# pandas (continued)

**If you are working on the cloud (for example Google Colab):** You will need to first run the line of code below. It will pull the files into your workspace. 

In [None]:
!wget https://raw.githubusercontent.com/nuitrcs/python_workshops_datarepo/refs/heads/main/wnba-team-elo-ratings.csv
!wget https://raw.githubusercontent.com/nuitrcs/python_workshops_datarepo/refs/heads/main/pigeonRacing.txt

The files should now appear in your filetree in the same directory where this notebook is located. You should see them in your filetree. Look for `wnba-team-elo-ratings.csv` and `pigeonRacing.txt`.
<br><br>**If you are working locally on your own computer:** The files are here in the same repo where this notebook is located. You should see them in your filetree. Look for `wnba-team-elo-ratings.csv` and `pigeonRacing.txt`.

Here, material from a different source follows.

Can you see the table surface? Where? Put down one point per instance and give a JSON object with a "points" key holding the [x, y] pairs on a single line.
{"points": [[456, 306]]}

<br><br>First, we will import pandas into this notebook.

In [None]:
import pandas as pd

# <br><br>6.0 Part Six: working with missing data
Let's load the "pigeonRacing.txt" file.

In [None]:
df = pd.read_csv("pigeonRacing.txt", delimiter="\t")

<br>Let's take a look at our dataset:

In [None]:
df.head()

<br>Let's look at a larger sample of our dataset:

In [None]:
df.sample(10)

<br>Missing values are represented as a special pandas object: **`NaN`**. It stands for Not a Number. **The NaN value will let you complete numerical calculations on your data - it will ignore the value, so it will not include the value in calculations.**

In [None]:
df["Average Birdage"].mean()

## <br><br>6.1 Finding missing data

We can look for missing data in our DataFrame using `isnull()`.

In [None]:
df.isnull()

<br><br>We can do the opposite - look for all values that aren't missing - using `notnull()`.

In [None]:
df.notnull()

<br><br>This would be hard to sort through in a big DataFrame. We can build upon this data frame to count the number of missing values in each column. We do this by using the aggregation method `.sum()`.

In [None]:
df.isnull().sum()

This works because in Python, `True` evaluates to `1` and `False` evaluates to `0`.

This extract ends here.